Charlie Baker

Massachusetts announces first winners of state’s VaxMillions Giveaway

"I thought it was a scam."

Daniela Maldonado of Chelsea and Darrell Washington of Weymouth. David L. Ryan / The Boston Globe

After getting their COVID-19 vaccine shots earlier this spring, two lucky Massachusetts residents received some life-changing money this week.

Gov.
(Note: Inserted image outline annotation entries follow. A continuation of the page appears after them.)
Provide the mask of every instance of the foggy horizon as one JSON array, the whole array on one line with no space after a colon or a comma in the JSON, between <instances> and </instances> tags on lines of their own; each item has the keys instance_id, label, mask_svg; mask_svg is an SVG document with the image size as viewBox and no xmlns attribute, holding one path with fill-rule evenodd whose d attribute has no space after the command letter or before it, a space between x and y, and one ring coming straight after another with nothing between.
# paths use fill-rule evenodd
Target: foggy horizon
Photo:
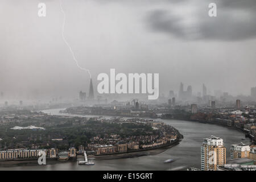
<instances>
[{"instance_id":1,"label":"foggy horizon","mask_svg":"<svg viewBox=\"0 0 256 182\"><path fill-rule=\"evenodd\" d=\"M159 96L178 94L181 82L194 95L203 84L211 95L250 95L256 86L256 2L217 1L218 16L211 19L210 1L63 1L64 34L79 64L90 70L96 94L97 75L115 68L159 73ZM38 16L41 2L46 17ZM10 98L88 93L89 76L61 37L59 1L0 4L0 92Z\"/></svg>"}]
</instances>

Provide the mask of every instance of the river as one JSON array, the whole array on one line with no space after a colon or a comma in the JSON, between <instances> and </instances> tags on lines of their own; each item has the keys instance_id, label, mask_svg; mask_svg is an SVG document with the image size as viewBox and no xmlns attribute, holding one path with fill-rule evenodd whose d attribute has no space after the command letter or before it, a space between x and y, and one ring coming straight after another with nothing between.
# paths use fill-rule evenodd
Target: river
<instances>
[{"instance_id":1,"label":"river","mask_svg":"<svg viewBox=\"0 0 256 182\"><path fill-rule=\"evenodd\" d=\"M60 109L44 110L46 113L53 115L74 115L60 114ZM78 116L78 115L77 115ZM80 117L96 117L86 115ZM111 118L111 117L105 117ZM126 118L125 117L125 118ZM239 131L218 125L201 123L195 122L175 119L156 119L156 121L164 122L170 125L184 135L184 139L178 144L164 152L151 156L144 156L134 158L96 160L95 165L78 165L76 162L65 163L56 163L45 166L17 166L0 167L0 170L176 170L185 168L185 167L200 168L200 146L203 139L214 135L224 139L224 145L227 148L227 159L230 158L230 145L240 142L249 144L249 138L245 138L245 134ZM171 163L164 163L168 159L174 159Z\"/></svg>"}]
</instances>

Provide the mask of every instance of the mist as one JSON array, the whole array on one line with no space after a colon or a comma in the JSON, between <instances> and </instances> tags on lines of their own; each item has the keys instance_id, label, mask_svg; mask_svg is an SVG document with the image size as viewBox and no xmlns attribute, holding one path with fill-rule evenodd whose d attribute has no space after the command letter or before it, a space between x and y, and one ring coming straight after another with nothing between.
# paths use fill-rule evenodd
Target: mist
<instances>
[{"instance_id":1,"label":"mist","mask_svg":"<svg viewBox=\"0 0 256 182\"><path fill-rule=\"evenodd\" d=\"M79 64L90 70L96 92L97 75L114 68L159 73L160 94L177 93L183 82L195 94L204 83L212 94L249 95L256 86L256 2L245 1L250 6L217 1L218 16L210 18L210 1L62 0L64 34ZM38 15L40 2L46 17ZM89 75L77 67L61 36L59 2L1 1L5 95L72 97L89 91Z\"/></svg>"}]
</instances>

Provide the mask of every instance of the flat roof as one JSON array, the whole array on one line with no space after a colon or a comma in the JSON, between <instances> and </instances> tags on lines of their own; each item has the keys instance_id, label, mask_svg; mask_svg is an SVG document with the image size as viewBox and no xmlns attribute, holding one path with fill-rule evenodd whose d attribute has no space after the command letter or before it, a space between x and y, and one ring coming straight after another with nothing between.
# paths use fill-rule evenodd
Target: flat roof
<instances>
[{"instance_id":1,"label":"flat roof","mask_svg":"<svg viewBox=\"0 0 256 182\"><path fill-rule=\"evenodd\" d=\"M226 160L226 164L242 164L250 162L254 162L254 160L246 159L246 158L241 158L241 159L230 159Z\"/></svg>"}]
</instances>

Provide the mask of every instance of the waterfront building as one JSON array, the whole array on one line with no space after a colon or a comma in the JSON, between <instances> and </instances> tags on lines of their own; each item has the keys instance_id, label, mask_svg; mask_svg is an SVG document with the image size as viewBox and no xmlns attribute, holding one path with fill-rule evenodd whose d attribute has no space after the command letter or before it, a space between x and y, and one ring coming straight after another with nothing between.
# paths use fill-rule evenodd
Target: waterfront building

Charlie Baker announced the first two winners in the state’s VaxMillions Giveaway for fully vaccinated residents during a press conference Thursday:

Darrell Washington, a 63-year-old Blue Cross Blue Shield case manager from Weymouth, won the first $1 million cash prize, and Daniela Maldonado, a 15-year-old Chelsea resident, won the giveaway’s first $300,000 scholarship grant.

Baker announced the lottery-style sweepstakes for fully vaccinated residents in June as an incentive for more residents to get their shots.
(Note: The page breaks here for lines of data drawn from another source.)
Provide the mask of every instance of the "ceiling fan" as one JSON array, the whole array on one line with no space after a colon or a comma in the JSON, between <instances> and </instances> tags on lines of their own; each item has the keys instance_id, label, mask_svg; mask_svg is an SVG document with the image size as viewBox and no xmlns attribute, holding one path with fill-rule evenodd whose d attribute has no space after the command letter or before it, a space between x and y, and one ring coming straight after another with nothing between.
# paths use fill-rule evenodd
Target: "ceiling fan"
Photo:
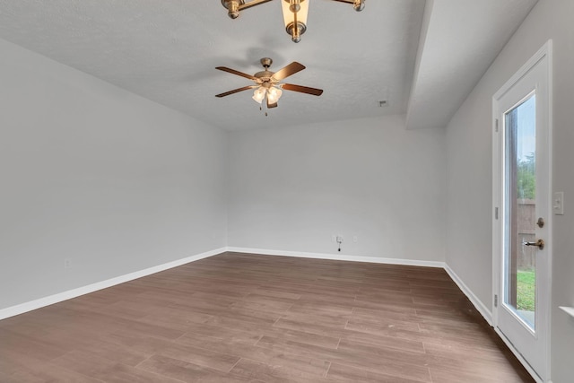
<instances>
[{"instance_id":1,"label":"ceiling fan","mask_svg":"<svg viewBox=\"0 0 574 383\"><path fill-rule=\"evenodd\" d=\"M215 69L219 69L220 71L229 72L230 74L253 80L255 84L234 89L233 91L229 91L224 93L216 94L215 97L225 97L230 94L248 91L249 89L255 89L253 100L255 100L256 102L264 105L263 101L265 100L265 105L266 105L267 108L276 108L277 101L283 94L283 90L299 91L300 93L312 94L314 96L320 96L323 93L322 89L281 83L282 80L305 69L305 66L301 64L293 61L277 72L271 72L269 67L271 66L273 60L269 57L264 57L260 61L264 70L257 72L253 75L228 68L226 66L217 66Z\"/></svg>"}]
</instances>

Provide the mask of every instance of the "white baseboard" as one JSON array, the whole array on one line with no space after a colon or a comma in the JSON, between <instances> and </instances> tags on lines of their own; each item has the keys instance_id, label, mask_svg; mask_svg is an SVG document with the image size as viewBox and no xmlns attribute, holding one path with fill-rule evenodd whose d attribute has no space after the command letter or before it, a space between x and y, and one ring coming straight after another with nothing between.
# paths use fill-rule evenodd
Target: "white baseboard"
<instances>
[{"instance_id":1,"label":"white baseboard","mask_svg":"<svg viewBox=\"0 0 574 383\"><path fill-rule=\"evenodd\" d=\"M514 344L506 337L506 335L500 331L498 327L494 327L494 331L502 339L502 342L509 347L509 350L517 357L518 361L524 366L524 368L528 371L528 373L532 376L532 378L536 381L536 383L544 383L544 380L536 374L536 371L534 370L530 364L524 359L524 356L514 347ZM552 383L552 380L549 380L548 383Z\"/></svg>"},{"instance_id":2,"label":"white baseboard","mask_svg":"<svg viewBox=\"0 0 574 383\"><path fill-rule=\"evenodd\" d=\"M300 252L300 251L281 251L281 250L270 250L270 249L264 249L264 248L234 248L234 247L228 247L227 251L230 251L234 253L259 254L259 255L265 255L265 256L283 256L283 257L296 257L300 258L330 259L334 261L370 262L373 264L404 265L439 267L439 268L445 267L444 262L421 261L421 260L400 259L400 258L383 258L383 257L358 257L358 256L347 256L344 254L306 253L306 252Z\"/></svg>"},{"instance_id":3,"label":"white baseboard","mask_svg":"<svg viewBox=\"0 0 574 383\"><path fill-rule=\"evenodd\" d=\"M486 321L488 322L488 324L491 326L492 326L492 311L491 311L482 301L481 300L479 300L476 295L474 295L474 293L473 292L472 290L470 290L468 288L468 286L466 286L465 284L465 283L462 281L462 279L460 279L460 277L458 275L457 275L457 273L455 273L449 266L448 265L445 264L445 271L448 274L448 275L450 276L450 278L455 282L455 283L457 283L457 285L458 286L458 288L460 290L462 290L462 292L465 293L465 295L466 295L466 297L468 297L468 299L470 300L470 301L473 303L473 305L474 305L474 307L476 308L476 309L478 310L478 312L481 313L481 315L484 318L484 319L486 319Z\"/></svg>"},{"instance_id":4,"label":"white baseboard","mask_svg":"<svg viewBox=\"0 0 574 383\"><path fill-rule=\"evenodd\" d=\"M0 320L5 319L6 318L10 318L10 317L14 317L16 315L23 314L24 312L31 311L33 309L49 306L54 303L61 302L63 300L71 300L72 298L76 298L76 297L79 297L80 295L84 295L90 292L97 292L98 290L107 289L108 287L115 286L116 284L124 283L126 282L133 281L135 279L141 278L143 276L151 275L155 273L159 273L173 267L178 267L182 265L188 264L190 262L198 261L199 259L203 259L203 258L215 256L217 254L224 253L226 250L227 250L226 248L221 248L214 250L206 251L204 253L178 259L176 261L168 262L163 265L159 265L157 266L152 266L144 270L126 274L125 275L120 275L115 278L108 279L106 281L101 281L95 283L88 284L87 286L78 287L77 289L68 290L67 292L59 292L57 294L40 298L29 302L19 304L16 306L2 309L0 309Z\"/></svg>"}]
</instances>

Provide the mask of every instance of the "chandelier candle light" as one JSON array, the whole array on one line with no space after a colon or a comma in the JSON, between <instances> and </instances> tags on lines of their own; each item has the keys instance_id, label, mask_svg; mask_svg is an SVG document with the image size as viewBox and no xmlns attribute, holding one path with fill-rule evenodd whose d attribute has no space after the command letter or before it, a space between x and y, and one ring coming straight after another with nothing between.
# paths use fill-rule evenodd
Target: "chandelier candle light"
<instances>
[{"instance_id":1,"label":"chandelier candle light","mask_svg":"<svg viewBox=\"0 0 574 383\"><path fill-rule=\"evenodd\" d=\"M273 0L222 0L222 4L227 9L227 14L231 19L239 16L239 11L251 8ZM301 35L307 30L307 16L309 15L309 2L310 0L279 0L283 11L285 30L291 35L293 42L300 42ZM365 8L365 0L332 0L339 3L352 4L355 11L361 12Z\"/></svg>"}]
</instances>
However, Washington and Maldonado didn’t need any additional persuading; both got their vaccines earlier this spring shortly after they became eligible.


Washington said it was important for him to get vaccinated because he has family members with health conditions that could make them more vulnerable to the virus.

“I just couldn’t imagine me being a host for the virus and then getting them sick and critically ill, and possibly passing away,” he said. “I just couldn’t do that.”

Alluding to much of the vaccine misinformation that has made some skeptical about getting their shots, Washington urged others to “turn off” the people on TV.

“Just really ask yourself, ‘Is your child, is your spouse, is your grandparents — are they worth you getting a vaccination?'” he said. “I mean that risk seems to be very, very easy for me to resolve. I think you will, too. If you care about them, you will probably do that.”

Maldonado, a rising sophomore at Chelsea High School, said she initially couldn’t believe it when her mom told her she won the scholarship grant.

“I thought it was a scam,” she said, laughing.

But as a low-income family in a city that has been among the hardest hit — both by the virus and the economic impacts of the pandemic — in Massachusetts, she added that she was “really happy” to get the opportunity to go on to college.


Even as just a sophomore, Maldonado said she’s prospectively looking at Boston University and the University of Massachusetts.

“We are a low-income family, so it was going to be hard for me to go continue my education,” said Maldonado, who noted that she’s interested in world history and math.

The event Thursday was the first of five weekly announcements, which will award five $1 million cash prizes to fully vaccinated residents who are at least 18 years old and five $300,000 scholarship grants to the those who are 12 to 17 years old.

Thursday is also the final day that vaccinated residents can register to be eligible for all four of the remaining VaxMillions drawings.

The second round of winners will be picked and announced next week.

Officials say that more than 2 million of the state’s 4.3 million vaccinated residents have signed up for the contest. To be eligible, residents must get both doses of the Pfizer or Moderna vaccine or the one shot of the Johnson & Johnson vaccine at least four days before each of the five drawings.

The first winners’ names were randomly selected Monday, and officials worked over the past several days to contact them and verify their vaccination status. Potential winners have 24 hours to respond to the Department of Public Health officials’ emails and phone calls to claim their prize.


Washington joked Thursday that he went so far as to Google the name of the DPH official who contacted him this week, assuming it might be spam.

“I was like, ‘Oh my God. This is real,'” he said. “I was just hesitant, and I responded back, and as the days went on, things started happening, and I’m like, ‘OK… maybe this is real.'”

While he had been looking at retirement, Washington added that he’s not there quite yet, even with the new windfall of money.

“I’ll be doing good things with it,” he said, later adding, “Plenty to do, plenty to do.”

Baker announced the VaxMillions Giveaway after other states saw some success using the so-called vaccine lotteries as an incentive to nudge holdouts to get their shots. Massachusetts, which has the second-highest rate of fully vaccinated residents in the country, has seen the demand for shots slow since spring, though the state continues to administer thousands of doses a day.

According to state data, nearly 75 percent of Massachusetts adults are fully vaccinated, and over 84 percent have gotten at least one shot. Of the 4.5 million eligible residents who are at least partially vaccinated, Baker said Thursday that 200,000 got their shots after the VaxMillions Giveaway was announced.